# Pretty cool! Prince Rupert's Drop from "Smarter Every Day"



## Rayshot (Feb 1, 2010)

This is from a guy whose Youtube channel is called; "Smarter Every Day". He primarily does high speed videos (super slo mo) of various subjects. This guy has done some footage with Jorge.


----------



## SuperMonkeySlinger (Jan 28, 2013)

Bravo. Fanstastic. Great. Awesome. Action packed.
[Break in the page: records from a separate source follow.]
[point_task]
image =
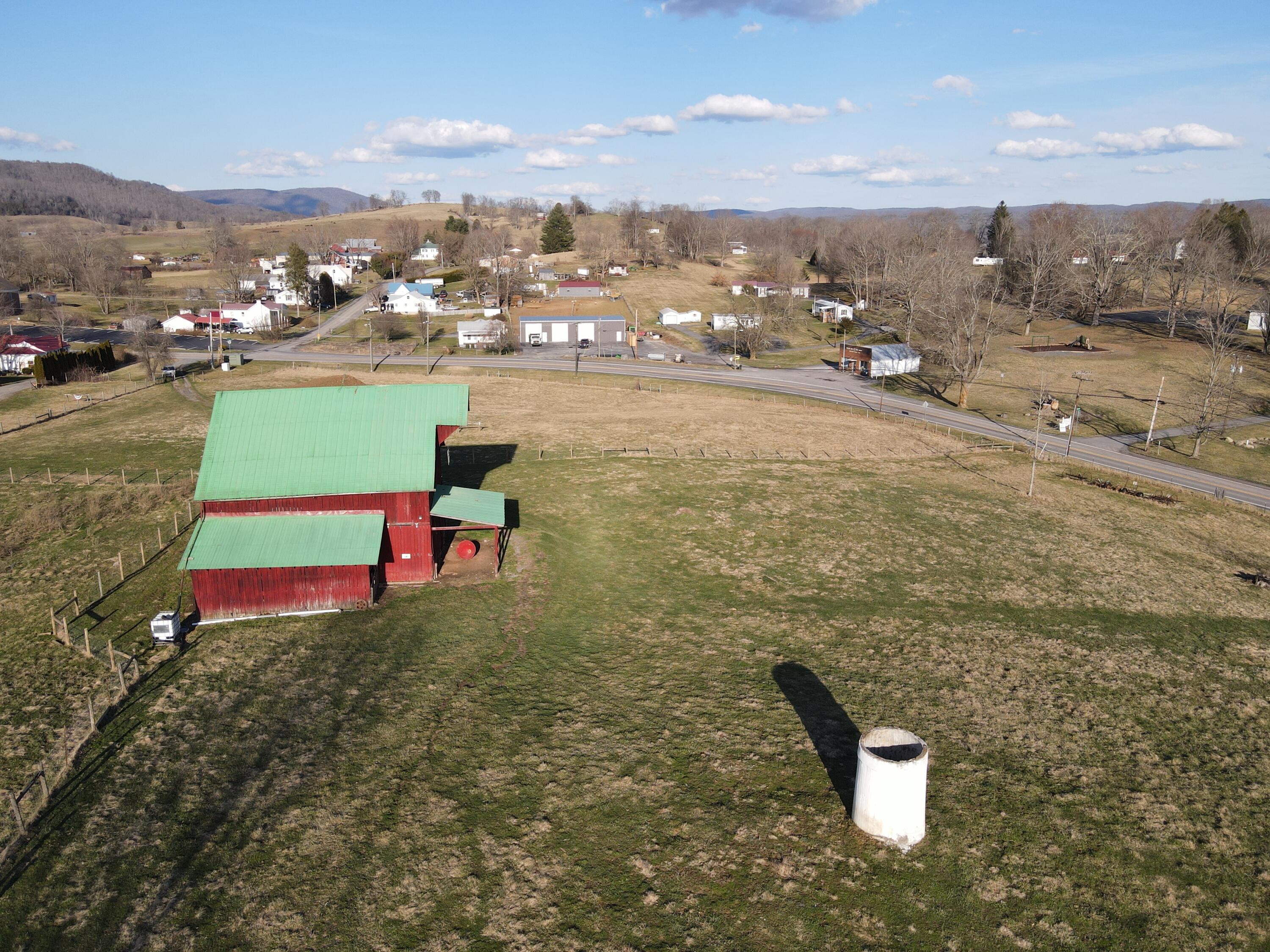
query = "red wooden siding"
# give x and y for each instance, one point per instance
(230, 593)
(408, 550)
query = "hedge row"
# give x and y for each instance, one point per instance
(55, 366)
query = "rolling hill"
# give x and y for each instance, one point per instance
(293, 201)
(83, 192)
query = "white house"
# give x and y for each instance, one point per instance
(18, 355)
(830, 309)
(260, 315)
(727, 322)
(482, 333)
(668, 316)
(770, 289)
(411, 297)
(341, 275)
(179, 323)
(427, 252)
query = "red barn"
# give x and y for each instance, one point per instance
(313, 498)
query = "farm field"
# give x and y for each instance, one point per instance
(643, 734)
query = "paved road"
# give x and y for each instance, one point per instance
(822, 384)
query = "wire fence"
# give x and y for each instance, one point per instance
(82, 396)
(115, 476)
(122, 673)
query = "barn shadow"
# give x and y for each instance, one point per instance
(832, 732)
(469, 465)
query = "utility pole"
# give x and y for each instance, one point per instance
(1081, 376)
(1151, 429)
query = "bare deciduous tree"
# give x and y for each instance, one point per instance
(961, 318)
(152, 349)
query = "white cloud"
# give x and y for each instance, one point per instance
(813, 11)
(360, 154)
(747, 108)
(554, 159)
(958, 84)
(1042, 149)
(412, 178)
(831, 165)
(572, 188)
(273, 164)
(16, 139)
(1160, 139)
(896, 176)
(442, 138)
(1028, 120)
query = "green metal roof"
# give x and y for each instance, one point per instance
(469, 506)
(285, 541)
(320, 441)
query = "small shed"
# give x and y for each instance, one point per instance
(580, 289)
(878, 360)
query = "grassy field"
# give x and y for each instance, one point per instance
(1124, 379)
(642, 735)
(1218, 456)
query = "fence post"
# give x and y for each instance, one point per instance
(17, 812)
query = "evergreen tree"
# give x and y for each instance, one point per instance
(298, 271)
(1239, 229)
(999, 233)
(557, 233)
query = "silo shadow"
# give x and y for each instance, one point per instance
(834, 734)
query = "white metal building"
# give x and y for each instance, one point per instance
(605, 332)
(668, 316)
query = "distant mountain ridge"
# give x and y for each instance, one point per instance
(293, 201)
(83, 192)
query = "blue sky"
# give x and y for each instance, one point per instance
(761, 105)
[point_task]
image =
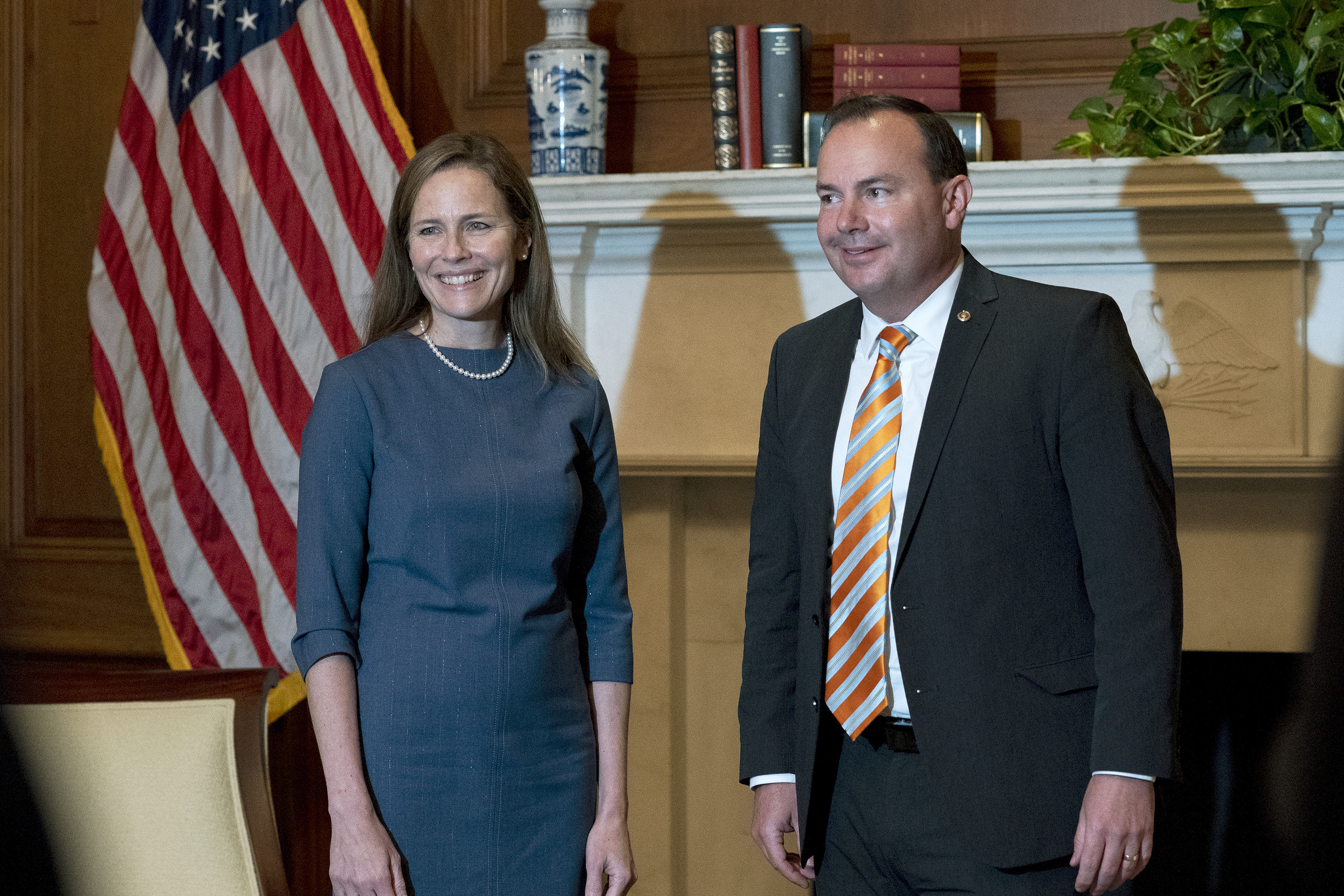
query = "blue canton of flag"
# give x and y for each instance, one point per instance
(245, 209)
(201, 41)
... Am i Forgeting a Word?

SMS


----------



## DaveSteve (May 16, 2012)

Cool. Very interesting!

Thanks for sharing.


----------



## bullseyeben! (Apr 24, 2011)

Man now that's fast! And no shrapnel wounds lol... lucky!


----------



## Beanflip (Sep 11, 2010)

Amazing!


----------



## Knotty (Jan 15, 2013)

Love it! Super cool.


----------



## AZ Stinger (Aug 30, 2012)

Insane, loved it, haha


----------



## Tex-Shooter (Dec 17, 2009)

I wonder how much dust he breaths? -- Tex


----------



## Danny0663 (Mar 15, 2011)

That .. is .. really freak'n cool!


----------



## NightKnight (Dec 16, 2009)

Awesome! Thanks for the link!!


----------



## quarterinmynose (Jan 21, 2012)

dang. That was cool. thanks Ray.


----------



## Dayhiker (Mar 13, 2010)

Cool! B)


----------



## orcrender (Sep 11, 2010)

Great video.


----------



## Joseph (Feb 14, 2013)

Very cool, you should try PeriodicVideos, they're always good.


----------